PANoptosis: Potential Therapeutic Prospects in Alzheimer's Disease

Abstract

Alzheimer's disease (AD), a progressive neurodegenerative disorder, constitutes a major global health burden with escalating socioeconomic costs. The precise pathophysiological cascades and etiological underpinnings of AD remain incompletely elucidated. Current amyloid-beta (Aβ)–targeted therapies demonstrate limited clinical efficacy and significant adverse effects, prompting reevaluation of therapeutic development strategies. This therapeutic impasse underscores the imperative to investigate novel pathogenic pathways and identify viable molecular targets. PANoptosis, a coordinated cell death mechanism integrating pyroptosis, apoptosis, and necroptosis, has emerged as a pathophysiological nexus in diverse conditions spanning infectious diseases, malignancies, and chronic inflammatory disorders. Fundamentally, universal apoptosis represents a holistic framework. The integration of these key components generates a novel conceptualization, with all elements being indispensable.
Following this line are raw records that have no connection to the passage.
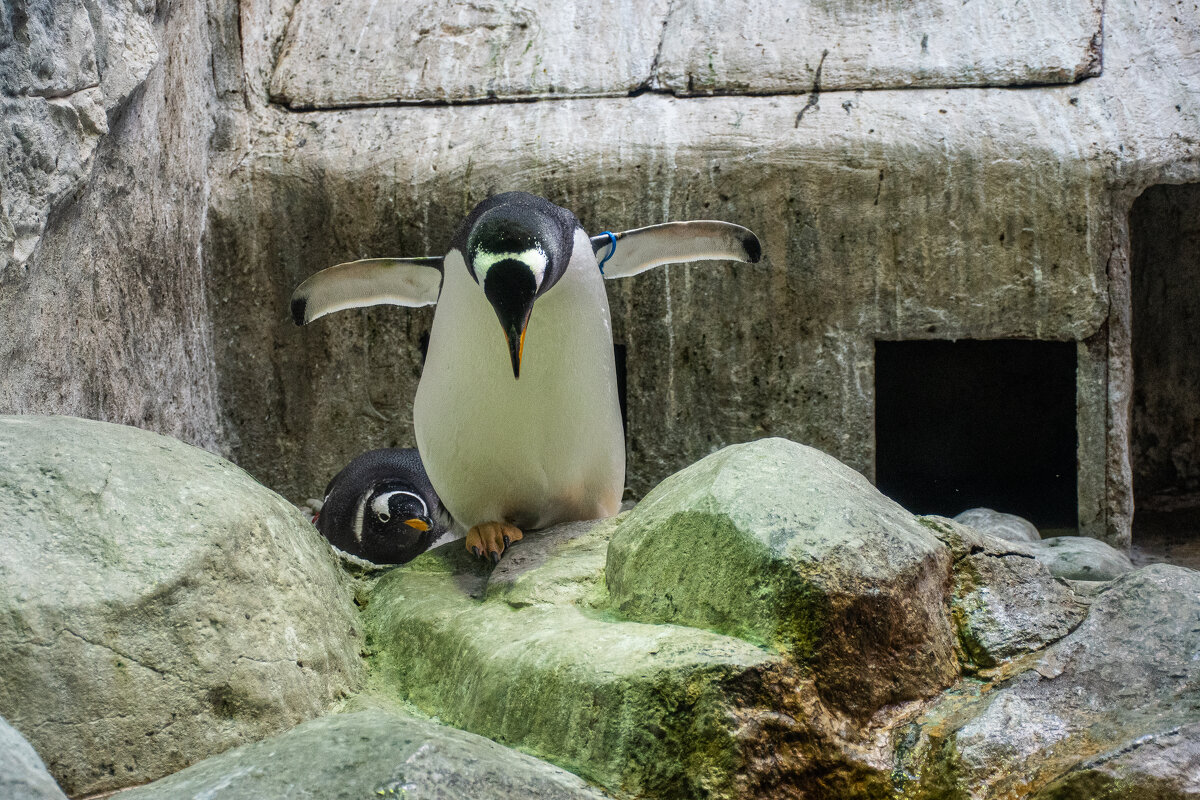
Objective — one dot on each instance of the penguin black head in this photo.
(516, 247)
(382, 507)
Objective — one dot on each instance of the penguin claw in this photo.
(491, 539)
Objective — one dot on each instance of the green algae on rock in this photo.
(157, 605)
(367, 755)
(1110, 708)
(785, 546)
(528, 655)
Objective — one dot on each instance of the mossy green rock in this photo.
(781, 545)
(157, 605)
(1108, 711)
(525, 654)
(1005, 603)
(367, 756)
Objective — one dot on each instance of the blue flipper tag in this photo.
(612, 239)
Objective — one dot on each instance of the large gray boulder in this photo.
(1108, 711)
(1081, 558)
(157, 605)
(1005, 602)
(23, 775)
(785, 546)
(366, 755)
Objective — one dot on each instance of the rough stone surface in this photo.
(103, 314)
(844, 578)
(355, 52)
(63, 65)
(23, 775)
(888, 214)
(1165, 447)
(719, 47)
(1156, 767)
(1006, 603)
(370, 755)
(529, 656)
(1080, 558)
(1110, 708)
(1006, 525)
(159, 606)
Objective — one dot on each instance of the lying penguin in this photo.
(520, 427)
(382, 507)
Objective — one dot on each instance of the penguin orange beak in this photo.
(511, 289)
(516, 347)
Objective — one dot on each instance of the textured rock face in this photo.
(714, 47)
(63, 65)
(643, 710)
(1006, 603)
(844, 579)
(1165, 447)
(103, 184)
(1109, 709)
(23, 775)
(885, 215)
(1005, 525)
(159, 605)
(601, 698)
(359, 53)
(1078, 558)
(367, 755)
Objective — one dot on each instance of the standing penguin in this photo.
(382, 507)
(520, 427)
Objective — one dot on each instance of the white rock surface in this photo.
(23, 775)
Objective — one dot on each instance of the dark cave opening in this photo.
(1164, 434)
(978, 422)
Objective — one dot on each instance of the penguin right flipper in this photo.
(370, 282)
(642, 248)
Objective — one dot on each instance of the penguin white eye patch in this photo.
(381, 507)
(534, 258)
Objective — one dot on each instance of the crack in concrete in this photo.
(124, 655)
(53, 94)
(815, 97)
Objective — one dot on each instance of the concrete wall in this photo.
(1165, 271)
(904, 186)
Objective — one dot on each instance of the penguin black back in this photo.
(382, 507)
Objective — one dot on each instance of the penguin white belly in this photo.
(534, 451)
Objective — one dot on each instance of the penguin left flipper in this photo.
(489, 539)
(643, 248)
(370, 282)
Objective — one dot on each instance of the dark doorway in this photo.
(1164, 447)
(970, 423)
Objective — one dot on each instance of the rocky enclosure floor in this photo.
(763, 624)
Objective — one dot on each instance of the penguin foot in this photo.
(489, 539)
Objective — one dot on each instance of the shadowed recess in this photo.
(970, 423)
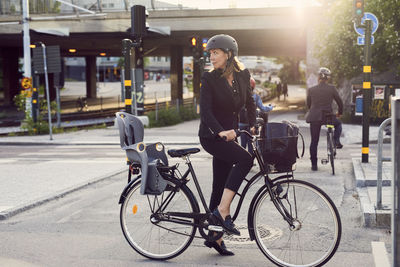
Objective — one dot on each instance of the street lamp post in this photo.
(27, 50)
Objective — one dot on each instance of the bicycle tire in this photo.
(79, 105)
(318, 232)
(331, 153)
(157, 240)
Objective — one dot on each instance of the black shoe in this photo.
(227, 224)
(222, 250)
(314, 167)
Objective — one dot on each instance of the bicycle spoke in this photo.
(315, 234)
(168, 239)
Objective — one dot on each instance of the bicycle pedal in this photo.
(215, 228)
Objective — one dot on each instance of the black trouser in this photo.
(315, 128)
(231, 164)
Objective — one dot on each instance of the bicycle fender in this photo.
(251, 211)
(127, 187)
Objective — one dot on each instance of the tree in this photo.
(290, 71)
(336, 42)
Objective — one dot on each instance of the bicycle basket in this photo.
(278, 145)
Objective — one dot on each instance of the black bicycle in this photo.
(81, 104)
(330, 142)
(293, 222)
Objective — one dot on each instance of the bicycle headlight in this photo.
(159, 147)
(141, 147)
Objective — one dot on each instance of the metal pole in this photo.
(395, 182)
(122, 85)
(126, 52)
(366, 91)
(133, 88)
(58, 107)
(46, 78)
(380, 160)
(26, 38)
(27, 49)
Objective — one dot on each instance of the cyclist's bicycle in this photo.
(81, 104)
(293, 222)
(330, 141)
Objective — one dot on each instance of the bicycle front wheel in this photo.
(331, 151)
(317, 228)
(146, 233)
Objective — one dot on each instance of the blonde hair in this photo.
(234, 66)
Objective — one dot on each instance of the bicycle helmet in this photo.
(224, 42)
(252, 83)
(324, 73)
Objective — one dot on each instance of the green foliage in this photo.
(336, 40)
(290, 72)
(171, 116)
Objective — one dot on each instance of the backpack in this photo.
(278, 145)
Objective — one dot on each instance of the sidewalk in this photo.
(61, 166)
(366, 179)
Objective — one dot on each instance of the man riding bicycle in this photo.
(319, 102)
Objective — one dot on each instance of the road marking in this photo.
(54, 153)
(68, 217)
(381, 258)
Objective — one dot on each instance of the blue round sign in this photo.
(375, 23)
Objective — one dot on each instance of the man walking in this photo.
(319, 102)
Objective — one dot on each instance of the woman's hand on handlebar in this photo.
(229, 135)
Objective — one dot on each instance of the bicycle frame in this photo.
(178, 217)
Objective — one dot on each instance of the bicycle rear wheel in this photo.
(331, 151)
(317, 231)
(149, 236)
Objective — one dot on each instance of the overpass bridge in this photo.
(261, 32)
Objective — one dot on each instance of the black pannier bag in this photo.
(278, 145)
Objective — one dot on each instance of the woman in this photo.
(224, 92)
(245, 140)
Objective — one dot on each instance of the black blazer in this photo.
(320, 98)
(217, 109)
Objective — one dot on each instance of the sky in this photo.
(216, 4)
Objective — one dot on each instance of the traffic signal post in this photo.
(132, 52)
(200, 57)
(366, 92)
(366, 30)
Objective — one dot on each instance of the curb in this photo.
(47, 143)
(361, 180)
(35, 203)
(371, 216)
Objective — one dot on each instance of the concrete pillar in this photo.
(91, 76)
(176, 73)
(196, 79)
(10, 74)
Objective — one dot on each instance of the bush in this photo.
(41, 126)
(171, 116)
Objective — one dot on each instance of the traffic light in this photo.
(358, 11)
(204, 46)
(138, 20)
(195, 47)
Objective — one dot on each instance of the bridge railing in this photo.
(13, 7)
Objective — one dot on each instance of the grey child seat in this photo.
(131, 133)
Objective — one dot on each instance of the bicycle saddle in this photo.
(183, 152)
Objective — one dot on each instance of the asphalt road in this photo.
(82, 228)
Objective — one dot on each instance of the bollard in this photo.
(380, 161)
(395, 181)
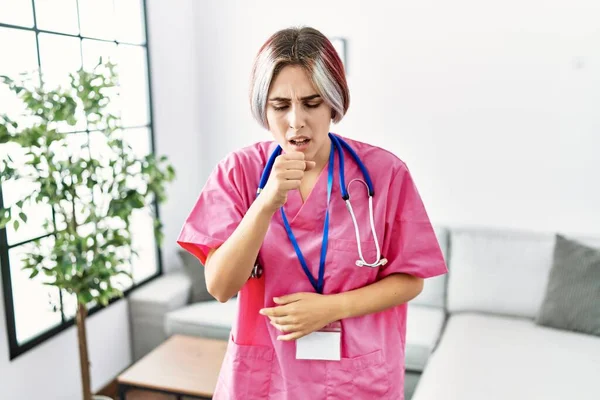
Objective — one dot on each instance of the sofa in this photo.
(471, 334)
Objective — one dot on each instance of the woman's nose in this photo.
(296, 118)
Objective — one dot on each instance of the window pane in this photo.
(16, 12)
(76, 147)
(130, 17)
(57, 15)
(97, 19)
(140, 140)
(133, 79)
(16, 41)
(56, 70)
(33, 301)
(92, 51)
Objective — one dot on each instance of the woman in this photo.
(311, 324)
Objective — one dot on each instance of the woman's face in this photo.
(298, 117)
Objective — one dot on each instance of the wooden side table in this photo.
(181, 366)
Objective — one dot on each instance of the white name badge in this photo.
(324, 344)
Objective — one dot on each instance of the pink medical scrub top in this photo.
(257, 365)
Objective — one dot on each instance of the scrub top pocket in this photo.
(341, 267)
(246, 372)
(362, 377)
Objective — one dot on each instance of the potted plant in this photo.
(92, 194)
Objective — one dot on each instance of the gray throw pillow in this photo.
(572, 300)
(195, 271)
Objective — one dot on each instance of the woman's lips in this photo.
(299, 144)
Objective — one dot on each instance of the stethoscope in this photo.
(339, 145)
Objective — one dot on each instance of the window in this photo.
(58, 37)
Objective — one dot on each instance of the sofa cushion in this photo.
(423, 328)
(498, 358)
(572, 300)
(500, 272)
(434, 289)
(209, 319)
(155, 299)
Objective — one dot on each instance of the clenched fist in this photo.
(287, 173)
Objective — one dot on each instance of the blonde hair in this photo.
(310, 49)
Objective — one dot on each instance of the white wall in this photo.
(493, 105)
(51, 370)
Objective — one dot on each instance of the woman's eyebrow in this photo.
(311, 97)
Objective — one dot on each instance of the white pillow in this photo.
(500, 272)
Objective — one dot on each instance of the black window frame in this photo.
(16, 349)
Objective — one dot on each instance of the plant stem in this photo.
(83, 354)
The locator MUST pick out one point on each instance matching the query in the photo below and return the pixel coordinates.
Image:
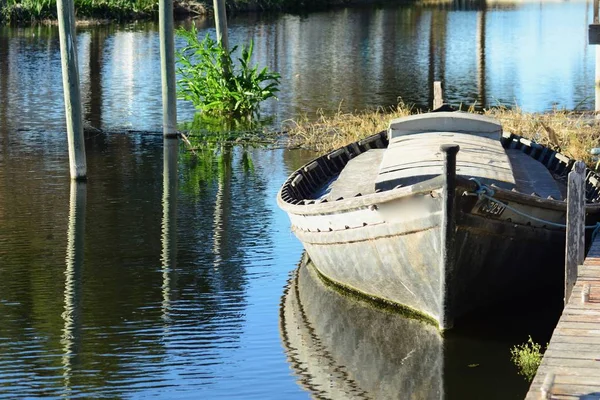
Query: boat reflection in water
(343, 348)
The absence of any one element precludes the formation of PANoptosis. Direct evidence that PANoptosis regulates AD pathogenesis is currently lacking. This review synthesizes current understanding of PANoptosis molecular drivers and evaluates their potential mechanistic contributions to AD pathogenesis, proposing a framework for developing possible targeted neuroprotective strategies.